/EventDrivenPipeline

An old experiment, implementing an asynchronous processing pipeline in C++

Primary LanguageC++Apache License 2.0Apache-2.0

EventDrivenPipeline

This code was written long time ago in my spare time, and never had the chance to use. I am putting it on Github just to have a backup. Maybe one day I will add better documentation and I will finish it. I wanted to design a new framework for a processing pipeline (i.e., a graph of connected modules, each one with its own input and output), and I wanted to avoid the constraint of having to explicitly declare the topology. I wanted the (optimal) topology to be determined only by the modules input, at run-time. I wanted also to reuse the modules output, without using a "cache".

This work was somehow inspired by a beautiful (to me) article I read, that now seems completely unrelated: Deprecating the Observer Pattern

Here are the main concepts (each one with its own template class):

  • Event: just an asynchronous message emitted by a source. A message is a combination of (at least) one or more objects or integral data types.
  • Event Source: an entity that can emit an event (i.e., message).

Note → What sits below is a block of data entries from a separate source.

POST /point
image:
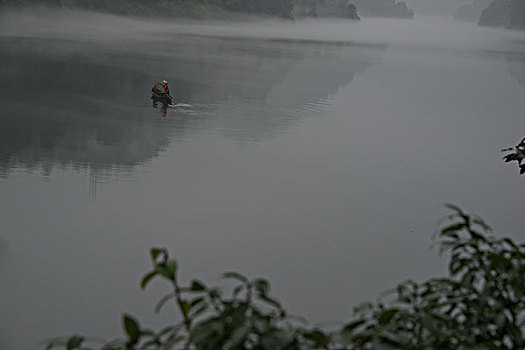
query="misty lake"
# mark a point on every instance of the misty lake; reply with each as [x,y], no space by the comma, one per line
[315,153]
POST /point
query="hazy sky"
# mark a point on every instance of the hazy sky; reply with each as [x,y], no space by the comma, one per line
[441,7]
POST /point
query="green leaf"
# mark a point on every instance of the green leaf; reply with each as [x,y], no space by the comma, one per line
[237,290]
[155,252]
[236,276]
[74,342]
[185,307]
[261,285]
[386,316]
[171,265]
[145,280]
[132,328]
[163,301]
[197,286]
[453,228]
[196,302]
[162,270]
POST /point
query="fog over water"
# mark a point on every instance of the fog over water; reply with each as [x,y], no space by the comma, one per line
[316,153]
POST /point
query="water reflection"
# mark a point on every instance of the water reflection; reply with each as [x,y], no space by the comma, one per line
[86,105]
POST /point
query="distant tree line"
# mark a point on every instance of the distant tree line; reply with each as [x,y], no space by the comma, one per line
[209,8]
[281,8]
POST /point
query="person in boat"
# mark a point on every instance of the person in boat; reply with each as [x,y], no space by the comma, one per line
[160,92]
[166,88]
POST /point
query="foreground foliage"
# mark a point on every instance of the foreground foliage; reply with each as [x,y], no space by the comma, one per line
[517,154]
[480,305]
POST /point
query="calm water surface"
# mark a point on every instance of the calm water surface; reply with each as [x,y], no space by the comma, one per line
[317,154]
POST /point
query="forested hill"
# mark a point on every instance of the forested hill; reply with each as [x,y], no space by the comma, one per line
[176,8]
[218,8]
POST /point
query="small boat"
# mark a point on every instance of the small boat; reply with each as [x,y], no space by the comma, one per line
[161,98]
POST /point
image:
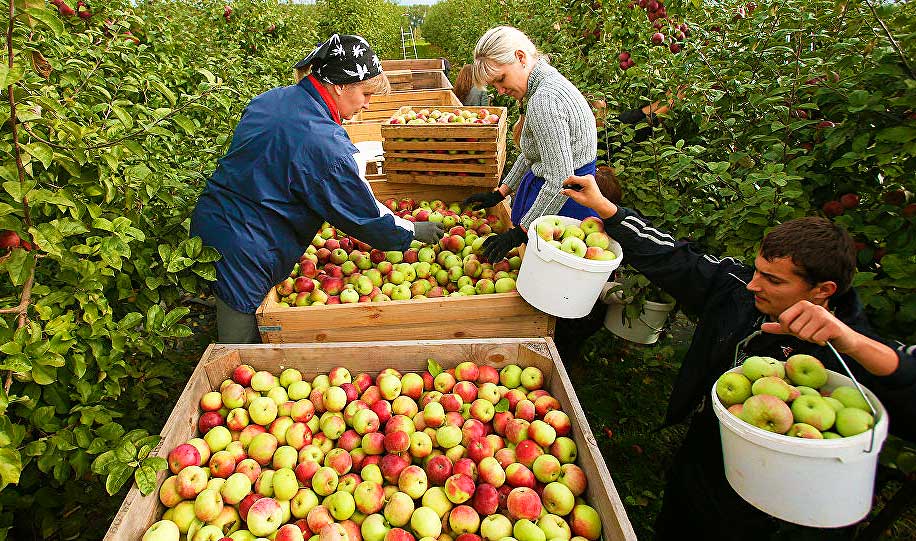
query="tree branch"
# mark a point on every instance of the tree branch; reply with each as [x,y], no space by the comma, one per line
[890,37]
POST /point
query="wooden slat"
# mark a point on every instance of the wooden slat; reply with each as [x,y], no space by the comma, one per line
[413,64]
[490,169]
[218,361]
[449,180]
[138,512]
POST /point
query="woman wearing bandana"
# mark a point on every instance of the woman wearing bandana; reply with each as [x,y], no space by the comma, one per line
[289,168]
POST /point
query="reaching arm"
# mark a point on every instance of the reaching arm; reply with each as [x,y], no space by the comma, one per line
[672,265]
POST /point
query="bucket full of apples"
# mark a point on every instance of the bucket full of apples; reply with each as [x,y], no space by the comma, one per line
[800,442]
[569,263]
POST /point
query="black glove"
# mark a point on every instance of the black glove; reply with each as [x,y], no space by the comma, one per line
[483,200]
[496,247]
[428,232]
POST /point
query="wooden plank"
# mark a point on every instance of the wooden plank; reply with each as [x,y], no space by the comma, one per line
[413,64]
[363,131]
[137,513]
[449,180]
[601,490]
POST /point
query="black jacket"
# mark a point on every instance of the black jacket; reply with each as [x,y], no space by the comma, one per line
[698,499]
[714,289]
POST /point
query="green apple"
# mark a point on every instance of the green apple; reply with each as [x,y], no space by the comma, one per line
[806,370]
[733,388]
[852,420]
[495,527]
[164,530]
[851,398]
[525,530]
[813,410]
[425,522]
[757,367]
[773,386]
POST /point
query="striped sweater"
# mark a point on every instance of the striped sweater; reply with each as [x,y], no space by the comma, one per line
[558,137]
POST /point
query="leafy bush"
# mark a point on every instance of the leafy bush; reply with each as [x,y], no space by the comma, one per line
[788,106]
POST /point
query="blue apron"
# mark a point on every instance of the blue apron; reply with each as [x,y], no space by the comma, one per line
[530,187]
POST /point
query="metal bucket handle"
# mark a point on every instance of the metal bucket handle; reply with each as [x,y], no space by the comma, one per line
[855,382]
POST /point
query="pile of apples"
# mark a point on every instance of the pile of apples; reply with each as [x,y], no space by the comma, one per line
[465,454]
[587,239]
[789,398]
[338,269]
[456,116]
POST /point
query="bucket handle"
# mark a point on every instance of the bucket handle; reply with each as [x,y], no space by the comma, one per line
[874,412]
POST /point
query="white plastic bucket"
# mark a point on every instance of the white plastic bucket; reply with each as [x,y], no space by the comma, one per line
[559,283]
[643,330]
[817,483]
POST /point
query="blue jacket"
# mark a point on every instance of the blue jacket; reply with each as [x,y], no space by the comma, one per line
[289,168]
[698,498]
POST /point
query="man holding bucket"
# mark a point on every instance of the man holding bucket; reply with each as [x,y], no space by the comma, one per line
[797,297]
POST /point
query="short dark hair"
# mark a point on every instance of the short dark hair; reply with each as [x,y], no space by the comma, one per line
[822,250]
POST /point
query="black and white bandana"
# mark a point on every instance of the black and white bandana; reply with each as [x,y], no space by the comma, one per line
[343,60]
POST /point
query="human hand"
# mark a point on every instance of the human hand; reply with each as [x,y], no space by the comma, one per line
[483,200]
[428,232]
[588,194]
[496,247]
[813,323]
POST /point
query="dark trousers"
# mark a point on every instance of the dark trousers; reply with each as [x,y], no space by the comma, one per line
[700,504]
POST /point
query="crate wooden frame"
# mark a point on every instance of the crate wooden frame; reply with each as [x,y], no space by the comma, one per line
[482,316]
[406,80]
[138,512]
[474,163]
[382,107]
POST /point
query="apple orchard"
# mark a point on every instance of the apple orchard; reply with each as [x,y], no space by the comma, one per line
[115,113]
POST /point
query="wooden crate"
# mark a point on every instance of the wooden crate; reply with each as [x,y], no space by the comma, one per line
[138,512]
[482,316]
[418,80]
[381,107]
[469,154]
[414,64]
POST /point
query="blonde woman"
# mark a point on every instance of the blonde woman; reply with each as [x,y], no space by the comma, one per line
[558,137]
[289,168]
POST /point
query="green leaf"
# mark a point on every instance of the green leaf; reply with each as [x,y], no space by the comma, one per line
[48,18]
[434,368]
[119,475]
[10,467]
[162,89]
[157,463]
[145,476]
[126,451]
[123,116]
[174,316]
[104,462]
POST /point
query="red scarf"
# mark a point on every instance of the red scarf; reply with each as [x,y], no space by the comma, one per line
[326,96]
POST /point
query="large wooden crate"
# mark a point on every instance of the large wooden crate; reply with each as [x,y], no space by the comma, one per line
[138,512]
[469,154]
[381,107]
[414,64]
[481,316]
[403,80]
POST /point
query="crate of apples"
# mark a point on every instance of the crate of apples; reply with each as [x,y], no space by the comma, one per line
[791,398]
[339,269]
[469,453]
[587,240]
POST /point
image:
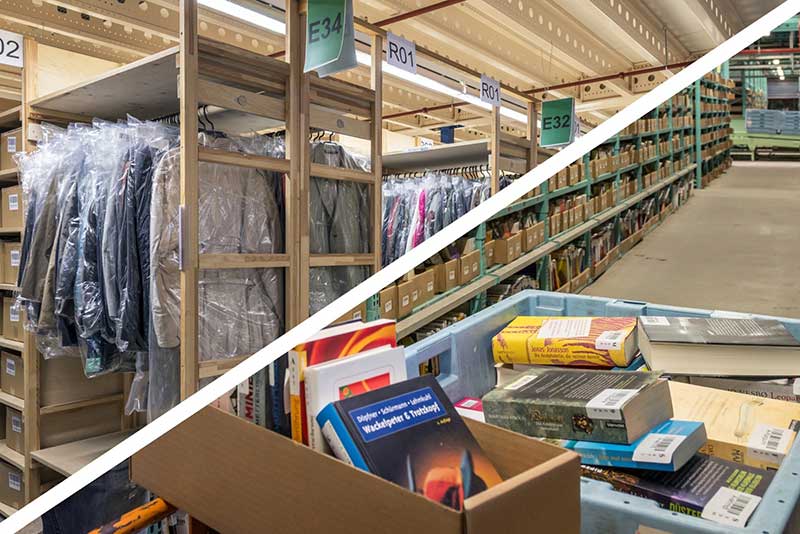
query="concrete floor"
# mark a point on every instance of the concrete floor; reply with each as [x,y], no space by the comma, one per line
[734,246]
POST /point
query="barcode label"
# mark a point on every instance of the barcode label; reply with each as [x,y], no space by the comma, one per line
[769,443]
[560,328]
[608,403]
[730,507]
[611,340]
[657,448]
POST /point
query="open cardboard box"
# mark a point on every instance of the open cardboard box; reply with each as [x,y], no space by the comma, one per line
[235,477]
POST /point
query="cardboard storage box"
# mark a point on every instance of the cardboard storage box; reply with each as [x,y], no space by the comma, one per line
[14,430]
[11,259]
[10,144]
[12,207]
[275,482]
[12,378]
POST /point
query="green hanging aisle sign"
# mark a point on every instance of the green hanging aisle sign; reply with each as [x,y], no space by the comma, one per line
[558,122]
[330,39]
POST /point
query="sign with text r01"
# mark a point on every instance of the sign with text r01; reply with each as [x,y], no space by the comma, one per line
[401,53]
[10,49]
[558,122]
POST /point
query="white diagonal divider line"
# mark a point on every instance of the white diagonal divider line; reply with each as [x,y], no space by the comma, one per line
[396,269]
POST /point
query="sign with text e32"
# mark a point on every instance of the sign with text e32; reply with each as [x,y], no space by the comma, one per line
[558,121]
[10,49]
[401,53]
[490,90]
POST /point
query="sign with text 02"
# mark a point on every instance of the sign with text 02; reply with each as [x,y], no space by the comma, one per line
[558,122]
[330,41]
[10,49]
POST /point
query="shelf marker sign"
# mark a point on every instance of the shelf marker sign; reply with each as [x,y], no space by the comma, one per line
[330,39]
[490,91]
[401,53]
[558,122]
[10,49]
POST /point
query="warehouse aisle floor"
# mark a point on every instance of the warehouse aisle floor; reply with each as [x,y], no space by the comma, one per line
[734,246]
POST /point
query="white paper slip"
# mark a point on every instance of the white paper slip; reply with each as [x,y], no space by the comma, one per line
[608,403]
[657,448]
[730,507]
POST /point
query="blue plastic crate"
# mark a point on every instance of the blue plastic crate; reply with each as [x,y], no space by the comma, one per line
[467,370]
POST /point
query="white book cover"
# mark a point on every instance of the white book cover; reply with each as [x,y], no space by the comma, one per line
[347,377]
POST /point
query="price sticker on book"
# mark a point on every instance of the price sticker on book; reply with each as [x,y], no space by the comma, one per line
[730,507]
[657,448]
[769,443]
[608,403]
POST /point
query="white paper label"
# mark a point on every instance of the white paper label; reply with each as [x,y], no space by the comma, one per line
[730,507]
[16,424]
[556,328]
[608,403]
[657,448]
[769,443]
[10,49]
[520,382]
[401,53]
[490,90]
[610,340]
[654,320]
[15,481]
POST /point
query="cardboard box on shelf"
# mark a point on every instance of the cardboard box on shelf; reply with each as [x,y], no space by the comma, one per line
[12,207]
[12,319]
[12,378]
[388,302]
[10,144]
[11,259]
[541,486]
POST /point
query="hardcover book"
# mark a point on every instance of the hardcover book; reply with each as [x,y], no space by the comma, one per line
[708,487]
[348,377]
[587,405]
[667,447]
[741,428]
[330,344]
[575,341]
[410,434]
[718,346]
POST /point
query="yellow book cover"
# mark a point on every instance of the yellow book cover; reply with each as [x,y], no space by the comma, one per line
[750,430]
[579,341]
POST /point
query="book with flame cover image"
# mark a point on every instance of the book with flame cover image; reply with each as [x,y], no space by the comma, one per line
[409,433]
[603,342]
[330,344]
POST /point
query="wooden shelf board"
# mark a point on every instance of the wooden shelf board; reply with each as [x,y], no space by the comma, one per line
[11,456]
[68,458]
[12,401]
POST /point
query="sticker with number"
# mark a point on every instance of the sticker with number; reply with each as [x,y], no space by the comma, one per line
[608,403]
[769,443]
[730,507]
[657,448]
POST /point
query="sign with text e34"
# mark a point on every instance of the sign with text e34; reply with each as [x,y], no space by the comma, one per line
[401,53]
[558,121]
[10,49]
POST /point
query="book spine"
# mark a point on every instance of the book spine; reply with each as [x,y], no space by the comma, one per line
[297,365]
[339,438]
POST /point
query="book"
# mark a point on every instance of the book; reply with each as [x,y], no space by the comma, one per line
[410,434]
[708,487]
[575,341]
[329,344]
[586,405]
[718,346]
[347,377]
[741,428]
[667,447]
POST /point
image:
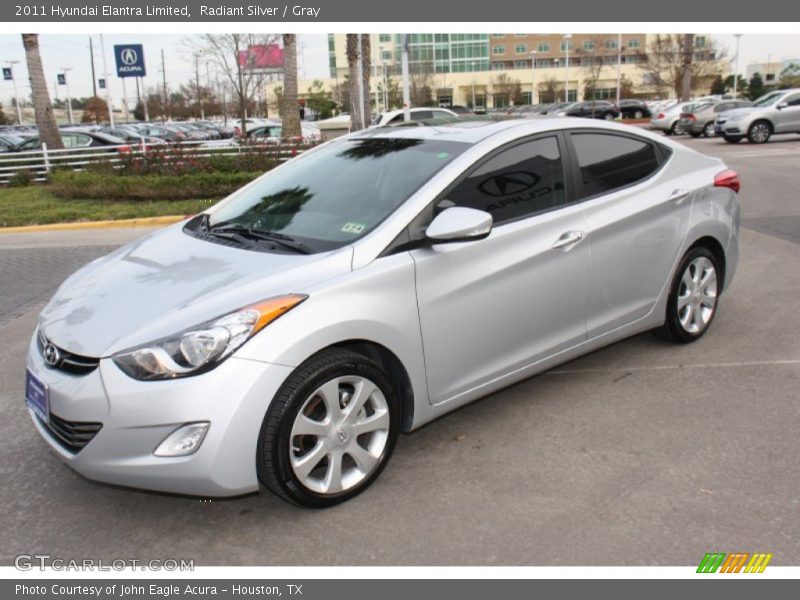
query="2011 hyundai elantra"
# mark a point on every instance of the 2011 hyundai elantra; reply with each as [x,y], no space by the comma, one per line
[367,287]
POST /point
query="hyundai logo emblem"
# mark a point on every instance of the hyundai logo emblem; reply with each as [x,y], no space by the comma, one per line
[52,356]
[129,56]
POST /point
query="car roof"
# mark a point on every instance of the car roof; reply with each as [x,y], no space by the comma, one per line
[475,131]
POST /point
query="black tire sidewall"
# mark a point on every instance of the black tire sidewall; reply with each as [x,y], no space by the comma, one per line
[273,459]
[672,323]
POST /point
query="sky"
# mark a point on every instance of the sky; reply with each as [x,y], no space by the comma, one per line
[72,51]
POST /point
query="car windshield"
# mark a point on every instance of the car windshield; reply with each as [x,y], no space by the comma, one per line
[768,99]
[337,193]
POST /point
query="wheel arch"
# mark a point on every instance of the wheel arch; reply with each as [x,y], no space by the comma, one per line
[395,370]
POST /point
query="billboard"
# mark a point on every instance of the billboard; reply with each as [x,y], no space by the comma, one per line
[262,57]
[130,60]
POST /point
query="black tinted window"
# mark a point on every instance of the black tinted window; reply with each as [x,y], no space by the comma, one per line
[520,181]
[608,161]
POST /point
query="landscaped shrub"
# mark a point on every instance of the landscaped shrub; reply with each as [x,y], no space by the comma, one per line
[109,186]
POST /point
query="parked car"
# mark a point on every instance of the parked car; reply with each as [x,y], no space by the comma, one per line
[278,338]
[79,139]
[668,120]
[700,121]
[592,109]
[634,109]
[775,112]
[395,117]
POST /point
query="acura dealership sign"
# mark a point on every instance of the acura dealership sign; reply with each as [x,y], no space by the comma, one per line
[130,60]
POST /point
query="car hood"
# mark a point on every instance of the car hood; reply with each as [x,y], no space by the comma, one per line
[170,281]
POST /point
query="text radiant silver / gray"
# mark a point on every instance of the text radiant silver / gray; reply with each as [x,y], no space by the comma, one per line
[367,287]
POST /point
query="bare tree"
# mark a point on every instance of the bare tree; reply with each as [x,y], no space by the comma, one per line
[233,54]
[366,70]
[674,62]
[290,112]
[43,109]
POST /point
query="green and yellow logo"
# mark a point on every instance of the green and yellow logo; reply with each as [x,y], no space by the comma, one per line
[734,563]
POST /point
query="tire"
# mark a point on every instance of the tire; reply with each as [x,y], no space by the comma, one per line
[300,451]
[676,129]
[693,297]
[759,132]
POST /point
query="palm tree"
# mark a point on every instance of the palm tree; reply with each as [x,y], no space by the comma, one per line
[352,80]
[42,107]
[290,111]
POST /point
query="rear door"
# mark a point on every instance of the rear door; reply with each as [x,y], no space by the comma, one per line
[636,222]
[490,307]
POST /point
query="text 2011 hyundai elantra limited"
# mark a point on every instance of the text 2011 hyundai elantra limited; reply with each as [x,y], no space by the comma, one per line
[367,287]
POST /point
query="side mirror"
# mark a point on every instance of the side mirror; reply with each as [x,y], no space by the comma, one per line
[459,224]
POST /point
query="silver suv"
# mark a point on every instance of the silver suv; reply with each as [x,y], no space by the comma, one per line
[775,112]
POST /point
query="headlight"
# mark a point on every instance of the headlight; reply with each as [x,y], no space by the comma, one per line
[202,348]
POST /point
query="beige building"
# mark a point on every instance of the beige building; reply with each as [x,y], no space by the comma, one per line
[479,69]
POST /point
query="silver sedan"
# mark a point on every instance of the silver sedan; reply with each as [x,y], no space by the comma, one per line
[285,337]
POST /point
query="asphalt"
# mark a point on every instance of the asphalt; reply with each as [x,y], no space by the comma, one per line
[643,453]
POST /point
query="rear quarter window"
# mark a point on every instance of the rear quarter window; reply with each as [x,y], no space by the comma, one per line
[607,162]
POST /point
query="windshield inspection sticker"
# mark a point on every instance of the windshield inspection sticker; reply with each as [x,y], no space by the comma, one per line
[354,228]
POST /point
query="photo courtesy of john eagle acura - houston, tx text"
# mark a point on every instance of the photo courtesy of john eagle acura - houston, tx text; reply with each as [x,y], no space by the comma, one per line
[285,337]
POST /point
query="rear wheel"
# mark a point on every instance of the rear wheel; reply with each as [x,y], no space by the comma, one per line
[759,132]
[693,297]
[329,431]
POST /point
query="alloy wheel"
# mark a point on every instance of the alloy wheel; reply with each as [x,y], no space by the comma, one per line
[697,295]
[339,435]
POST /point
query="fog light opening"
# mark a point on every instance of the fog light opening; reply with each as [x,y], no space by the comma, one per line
[183,441]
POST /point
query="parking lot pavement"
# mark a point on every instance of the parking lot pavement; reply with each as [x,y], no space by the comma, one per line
[640,453]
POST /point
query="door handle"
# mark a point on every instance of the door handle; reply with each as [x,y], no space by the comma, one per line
[679,195]
[569,240]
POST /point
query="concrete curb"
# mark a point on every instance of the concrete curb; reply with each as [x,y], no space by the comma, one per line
[141,222]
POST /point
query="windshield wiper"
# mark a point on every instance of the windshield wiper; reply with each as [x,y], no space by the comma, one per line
[266,236]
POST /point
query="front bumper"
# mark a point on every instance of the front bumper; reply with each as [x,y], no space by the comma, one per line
[136,416]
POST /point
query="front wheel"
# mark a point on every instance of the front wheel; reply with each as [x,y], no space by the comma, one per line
[693,297]
[329,431]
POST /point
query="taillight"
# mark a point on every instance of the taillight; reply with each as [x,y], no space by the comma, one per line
[729,179]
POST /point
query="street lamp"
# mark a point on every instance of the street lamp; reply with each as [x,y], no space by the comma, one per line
[11,64]
[472,66]
[567,42]
[738,36]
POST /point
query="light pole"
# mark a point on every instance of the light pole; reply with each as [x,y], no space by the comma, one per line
[567,42]
[66,70]
[11,64]
[738,37]
[472,67]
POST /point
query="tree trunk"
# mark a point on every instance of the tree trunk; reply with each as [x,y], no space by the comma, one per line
[687,57]
[290,109]
[366,67]
[43,109]
[352,81]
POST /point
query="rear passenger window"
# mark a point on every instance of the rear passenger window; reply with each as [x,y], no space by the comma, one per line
[608,162]
[518,182]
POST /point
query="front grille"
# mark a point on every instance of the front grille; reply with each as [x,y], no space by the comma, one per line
[75,364]
[71,435]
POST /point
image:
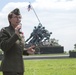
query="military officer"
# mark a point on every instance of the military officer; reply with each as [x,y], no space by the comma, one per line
[12,45]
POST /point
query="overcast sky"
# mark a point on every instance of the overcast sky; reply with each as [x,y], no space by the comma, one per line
[57,16]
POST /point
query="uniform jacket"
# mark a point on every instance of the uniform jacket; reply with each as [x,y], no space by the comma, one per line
[13,50]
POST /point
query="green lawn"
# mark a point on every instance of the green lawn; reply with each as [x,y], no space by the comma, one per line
[50,67]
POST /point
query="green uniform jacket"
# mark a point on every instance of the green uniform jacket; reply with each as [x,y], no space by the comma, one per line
[13,60]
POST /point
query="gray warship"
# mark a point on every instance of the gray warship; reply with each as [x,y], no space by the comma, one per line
[44,44]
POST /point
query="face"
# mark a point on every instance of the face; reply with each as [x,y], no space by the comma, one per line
[15,20]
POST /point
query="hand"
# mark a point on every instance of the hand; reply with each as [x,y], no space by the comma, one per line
[30,50]
[17,29]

An observer can subscribe to an event source, to be notified when a new event is thrown, getting the message. E.g. a camera, a module, a clock source, etc.
  • Observer: An entity that subscribes to an Event Source.
  • BaseModule: It's an observer of one of multiple event sources (inputs), and an event source of a well defined message type (output). Every time input events are generated, a given function (i.e., process) is called, getting in input the event messages. The output is then "emitted".

Considerations:

  • Pros:
    • There's no need to define a pipeline object. The only information needed is about connectivity, i.e. who's the event source of who.
    • Module logic is defined at compile time.
    • No "callback hell": each event simply triggers a sequence of calls (determined at compile-time).
    • No mutex: only one mutex is needed, the one to prevent multiple inputs to be notified at the same time (see EventMuxer class)
    • (almost) perfect forwarding: event messages are never copied, but a reference is simply forwarded (moved) to the observers.
    • Less code: less code needed to implement a module.
    • Readable: module code is easier to read (other than the "core" parts)
    • Scalable: the framework is intentionally super generic.
    • Easier to control/test performance: each process call is intended to be submitted to a thread pool, for an easy profiling (e.g. implementing a sort of CPU sampling) and to handle the overhead.
    • No need to implement a module to save intermediate output: some ideas can be tested simply implementing an EventSource or an Observer.
  • Cons
    • More constraints when designing modules (e.g. only one output type allowed, although this constraint could be avoided)
    • "Core" issues could be harder to debug. E.g., if there's an invalid call to Module.setInput the dev gets a compiler error, referring to a template class.

This code was tested with VS2013 (VC12), and uses variadic templates (VS2013 and above) + boost MPL (v1.55.0) (because of the lack of support of C++11 features such as constexpr in VC12).